El ingreso y el egreso de los trabajadores del carbón se intensifica. Nos acercamos a la hora del cambio de turno y ese es otro reloj bajo tierra. Marca, además, nuestra hora de salida. Me preguntan cómo me sentí y no es tan fácil de describir. Durante varios minutos no pude responder más que “bien, fue una gran experiencia”. Todo ello era cierto, pero me resultaba escaso como definición.

YCRT es la mina de carbón más antigua de la argentina y corre riesgo, nuevamente, de ser privatizada. Foto: Fernando de la Orden YCRT es la mina de carbón más antigua de la argentina y corre riesgo, nuevamente, de ser privatizada. Foto: Fernando de la Orden

No fue sino pasado un buen rato, cuando nos estábamos sacando los equipos, el mameluco y los borceguíes, que entendí un poco más que había logrado ingresar a una mina de carbón, siempre custodiada por Santa Bárbara. Y recordé una canción de Eduardo Guajardo, un músico santacruceño que le canta su ciudad natal: Río Turbio. Él habla de los mineros como personas que mezclan “el día y la noche” y dice “qué extraña forma de vida nacer otra vez cada día”. Ahora entiendo más cabalmente aquella expresión.

Cuando nos retiramos de la mina decendimos frente al ingreso principal.
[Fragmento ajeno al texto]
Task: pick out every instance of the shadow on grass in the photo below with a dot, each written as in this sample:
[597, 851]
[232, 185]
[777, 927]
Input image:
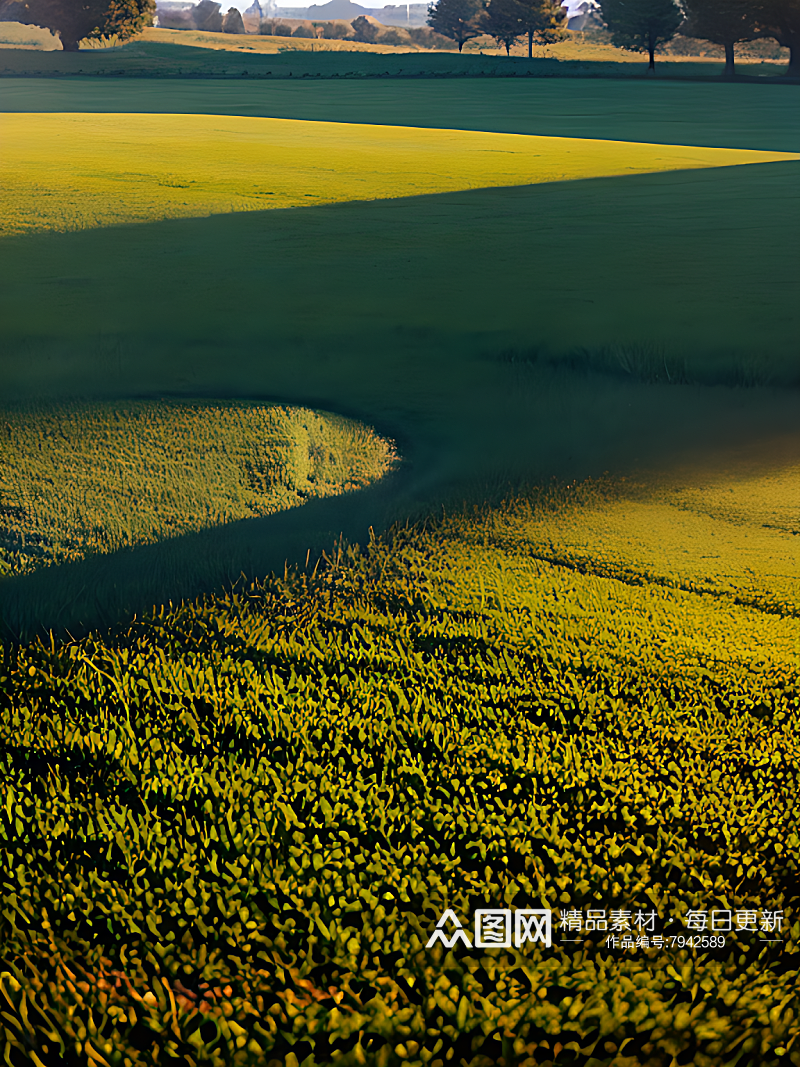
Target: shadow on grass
[397, 313]
[105, 591]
El día anterior había nevado; el suelo negro plagado del polvillo que el viento traslada de las montañas de carbón que hay en todo el predio de YCRT, dibujaba un camino de huellas marcadas por doquier. Caminamos por allí e ingresamos al santuario de Santa Bárbara, donde hay fotografías de cada uno de los mineros que perdieron sus vidas dentro del socavón. Nadie da la orden pero todo eso transcurre en un tono de voz suave, reverencial. Y así, nos retiramos de ese emblemático lugar y donde se escribió una de las páginas más tristes de la inhóspita cuenca carbonífera.